The film-makers didn't work from a specifically Christian perspective, but they have still given us a completely faithful picture of the life and vocation of the monks. But the film's real strength is the way in which it opens a window into that question of giving your life for Christ. The monks are shown as real people, with real doubts and conflicts, and yet answering to something beyond their own hopes and desires.

In the modern world very few Christians will actively seek martyrdom. Still, martyrdom will come to some if they faithfully follow Christ. This, suggests the film, is what happened to the monks of Tibhirine. Loving their life and their community, seeking peace and fearing violence, they somehow became convinced that they must remain and risk the appalling end that they eventually came to.
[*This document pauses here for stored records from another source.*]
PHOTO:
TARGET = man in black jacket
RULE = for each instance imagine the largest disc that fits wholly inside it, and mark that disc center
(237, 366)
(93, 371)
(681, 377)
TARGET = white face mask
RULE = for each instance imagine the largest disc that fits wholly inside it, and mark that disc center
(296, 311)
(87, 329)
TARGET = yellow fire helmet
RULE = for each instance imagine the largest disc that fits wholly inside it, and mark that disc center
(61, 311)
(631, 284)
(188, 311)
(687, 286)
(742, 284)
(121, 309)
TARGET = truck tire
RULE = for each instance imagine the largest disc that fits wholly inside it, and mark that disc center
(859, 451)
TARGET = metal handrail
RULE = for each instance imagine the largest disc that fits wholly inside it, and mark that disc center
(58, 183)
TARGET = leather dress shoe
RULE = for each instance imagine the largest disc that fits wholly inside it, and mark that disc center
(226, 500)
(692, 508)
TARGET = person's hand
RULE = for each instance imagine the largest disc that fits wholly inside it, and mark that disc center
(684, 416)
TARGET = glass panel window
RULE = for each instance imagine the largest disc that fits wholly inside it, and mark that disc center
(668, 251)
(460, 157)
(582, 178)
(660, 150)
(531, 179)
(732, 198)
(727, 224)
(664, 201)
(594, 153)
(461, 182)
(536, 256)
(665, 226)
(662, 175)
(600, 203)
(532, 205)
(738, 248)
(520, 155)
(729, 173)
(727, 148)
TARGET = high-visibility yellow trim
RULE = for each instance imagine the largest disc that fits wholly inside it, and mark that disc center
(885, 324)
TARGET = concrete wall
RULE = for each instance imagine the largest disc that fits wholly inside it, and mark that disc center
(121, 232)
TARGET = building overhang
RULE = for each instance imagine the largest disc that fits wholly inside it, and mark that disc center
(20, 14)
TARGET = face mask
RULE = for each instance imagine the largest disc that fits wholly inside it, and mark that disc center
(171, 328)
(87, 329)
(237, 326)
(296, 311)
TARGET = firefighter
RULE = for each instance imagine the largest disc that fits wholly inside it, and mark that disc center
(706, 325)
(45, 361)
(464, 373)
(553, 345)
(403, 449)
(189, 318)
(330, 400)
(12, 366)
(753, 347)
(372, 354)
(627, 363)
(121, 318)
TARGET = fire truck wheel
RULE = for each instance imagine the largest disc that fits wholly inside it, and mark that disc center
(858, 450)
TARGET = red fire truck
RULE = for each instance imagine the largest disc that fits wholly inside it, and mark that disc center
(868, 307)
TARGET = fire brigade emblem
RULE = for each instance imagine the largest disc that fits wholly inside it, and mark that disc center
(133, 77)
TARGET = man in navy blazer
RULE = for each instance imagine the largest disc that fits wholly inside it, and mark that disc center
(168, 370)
In short, they followed their Lord to the cross.


Hi Charlie,
I watched this too, this week, and loved it.
Charlie said…
Hi Anita, thanks for the link, and apologies for the cross-post, which was unwitting.
Anita said…
Hi Charlie, The films deserves as many reviews as possible. I watched it after reading Bishop Alan's review. I just thought you might like the review, that's all. I watched Jesus of Montreal a couple of nights ago, which is also quite thought-provoking.